Just 18% offer coaching for managers.
Over 60% of organizations spend less than $500 annually per leader on leadership development-less than many spend on coffee (Josh Bersin & BetterUp, 2023).
For startups, neglecting leadership can result in rapid manager burnout, loss of cultural alignment, and high attrition among ambitious employees who expect mentoring and growth opportunities.
Leadership as a Talent MagnetYoung professionals - especially Gen Z- are actively seeking employers who provide mentorship, coaching, and growth pathways. According to the Deloitte Gen Z and Millennial Survey 2025, nearly 60% of Gen Z employees select employers based on opportunities for learning and personal development. For startups competing for scarce talent, a strong leadership development culture is not just a management practice - it’s a competitive advantage.

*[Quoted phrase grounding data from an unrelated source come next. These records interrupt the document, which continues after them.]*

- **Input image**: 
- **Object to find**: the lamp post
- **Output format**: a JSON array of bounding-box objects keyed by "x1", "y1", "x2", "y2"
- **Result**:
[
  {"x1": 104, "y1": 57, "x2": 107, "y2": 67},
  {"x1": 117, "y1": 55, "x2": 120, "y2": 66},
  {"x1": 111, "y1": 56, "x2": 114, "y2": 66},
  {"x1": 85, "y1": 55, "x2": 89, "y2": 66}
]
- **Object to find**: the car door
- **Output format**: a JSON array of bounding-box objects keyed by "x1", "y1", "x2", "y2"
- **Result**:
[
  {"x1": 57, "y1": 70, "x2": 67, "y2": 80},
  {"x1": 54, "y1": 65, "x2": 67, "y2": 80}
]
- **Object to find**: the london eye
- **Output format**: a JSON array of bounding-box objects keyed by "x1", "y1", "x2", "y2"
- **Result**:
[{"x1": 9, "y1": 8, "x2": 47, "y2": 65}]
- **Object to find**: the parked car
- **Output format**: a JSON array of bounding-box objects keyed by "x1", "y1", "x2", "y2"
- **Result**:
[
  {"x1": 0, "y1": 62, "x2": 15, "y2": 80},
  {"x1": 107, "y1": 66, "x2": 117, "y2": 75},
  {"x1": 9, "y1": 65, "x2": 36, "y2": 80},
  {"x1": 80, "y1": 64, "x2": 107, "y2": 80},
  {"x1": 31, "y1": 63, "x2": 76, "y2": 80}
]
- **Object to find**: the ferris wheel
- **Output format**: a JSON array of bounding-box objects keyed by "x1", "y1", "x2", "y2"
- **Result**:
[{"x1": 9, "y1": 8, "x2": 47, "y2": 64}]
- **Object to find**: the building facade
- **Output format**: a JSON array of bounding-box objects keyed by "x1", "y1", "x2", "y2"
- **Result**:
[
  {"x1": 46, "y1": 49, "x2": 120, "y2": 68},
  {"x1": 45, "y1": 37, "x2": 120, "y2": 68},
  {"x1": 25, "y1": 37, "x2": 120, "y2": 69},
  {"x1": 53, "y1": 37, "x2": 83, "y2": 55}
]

Three Principles for Startups to Build Strong Leadership from Day One
Define your leadership model clearly - Are you innovation-driven, customer-focused, or growth-oriented? Clarity shapes culture and decision-making.
Invest at all levels - Extend leadership development beyond senior executives to project managers and emerging leaders.
Create mentoring and coaching opportunities - Even simple peer-to-peer or founder-to-manager programs can accelerate growth and resilience.
Conclusion In startups, where every leadership decision can alter the company’s trajectory, neglecting leadership development is a costly mistake. Early investment in leadership infrastructure-even on a modest scale-is a direct investment in growth, culture, and long-term talent retention.